Get with the game my friend! Your F is boring! You visited the Tesla MECCA of Iowa and took pics, yet you F your way through these forums??
It represents the grade I give your avatar!!!*

*Just playing, I'm just hype we finally have an official club here. Meeting up tomorrow with some members! But they won't get to visit the Mecca**, our handshake remains sacred! 🤝

**ok, they might visit the Mecca


----------



## FRC (Aug 4, 2018)

Lovesword said:


> Nah, I just rush watched the vid. I though he had circled correctly...maybe cuz our whopping 2 roundies (yes I'm calling them that now for the first time and from here out) have a bunch of trees and growth in them.
> 
> Get with the game my friend! Your F is boring! You visited the Tesla MECCA of Iowa and took pics, yet you F your way through these forums??
> It represents the grade I give your avatar!!!*
> ...


Better?


----------



## garsh (Apr 4, 2016)

iChris93 said:


> The truck shouldn't drive through the center of a roundabout. The SUV probably thought the truck was taking the roundabout properly.

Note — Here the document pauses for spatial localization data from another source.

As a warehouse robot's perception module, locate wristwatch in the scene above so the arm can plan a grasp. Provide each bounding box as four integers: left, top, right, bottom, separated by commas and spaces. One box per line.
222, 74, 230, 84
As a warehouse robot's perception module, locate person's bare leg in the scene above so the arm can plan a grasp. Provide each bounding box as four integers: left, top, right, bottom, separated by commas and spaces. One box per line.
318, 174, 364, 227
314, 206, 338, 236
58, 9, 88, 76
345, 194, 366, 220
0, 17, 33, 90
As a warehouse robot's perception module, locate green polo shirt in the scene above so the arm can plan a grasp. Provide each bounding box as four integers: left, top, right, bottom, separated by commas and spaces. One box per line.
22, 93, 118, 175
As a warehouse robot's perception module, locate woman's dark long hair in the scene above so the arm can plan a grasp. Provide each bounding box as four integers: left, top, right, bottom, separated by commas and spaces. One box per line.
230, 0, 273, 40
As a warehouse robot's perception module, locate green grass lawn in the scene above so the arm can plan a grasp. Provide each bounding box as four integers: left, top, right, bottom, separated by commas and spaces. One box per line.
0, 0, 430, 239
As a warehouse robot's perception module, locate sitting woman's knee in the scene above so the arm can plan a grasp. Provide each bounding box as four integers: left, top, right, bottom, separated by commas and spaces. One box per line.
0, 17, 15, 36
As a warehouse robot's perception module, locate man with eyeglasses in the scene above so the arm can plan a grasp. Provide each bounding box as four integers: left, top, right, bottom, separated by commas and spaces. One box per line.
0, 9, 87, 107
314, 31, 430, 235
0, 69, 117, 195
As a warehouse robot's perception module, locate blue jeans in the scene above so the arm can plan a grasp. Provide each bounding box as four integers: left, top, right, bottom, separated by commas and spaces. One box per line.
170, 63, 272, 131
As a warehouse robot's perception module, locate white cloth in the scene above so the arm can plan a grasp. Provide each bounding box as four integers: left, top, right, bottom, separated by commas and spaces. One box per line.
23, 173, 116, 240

That's kind of a poor roundabout design. There should be something in the middle to prevent or at least discourage people from taking a shortcut.

Here's the roundabout near my house. In addition to the curbed green area at the center, it's got an elevated inner section (the red brick) so that long trailers can get through, but the change in elevation means that taking it won't be faster than going around properly.


----------



## iChris93 (Feb 3, 2017)

garsh said:


> That's kind of a poor roundabout design. There should be something in the middle to prevent or at least discourage people from taking a shortcut.
> 
> Here's the roundabout near my house. In addition to the curbed green area at the center, it's got an elevated inner section (the red brick) so that long trailers can get through, but the change in elevation means that taking it won't be faster than going around properly.
> 
> View attachment 25970


That's how most are around here. Not sure why those two aren't like that.


----------



## PNWmisty (Aug 19, 2017)

iChris93 said:


> The truck shouldn't drive through the center of a roundabout. The SUV probably thought the truck was taking the roundabout properly.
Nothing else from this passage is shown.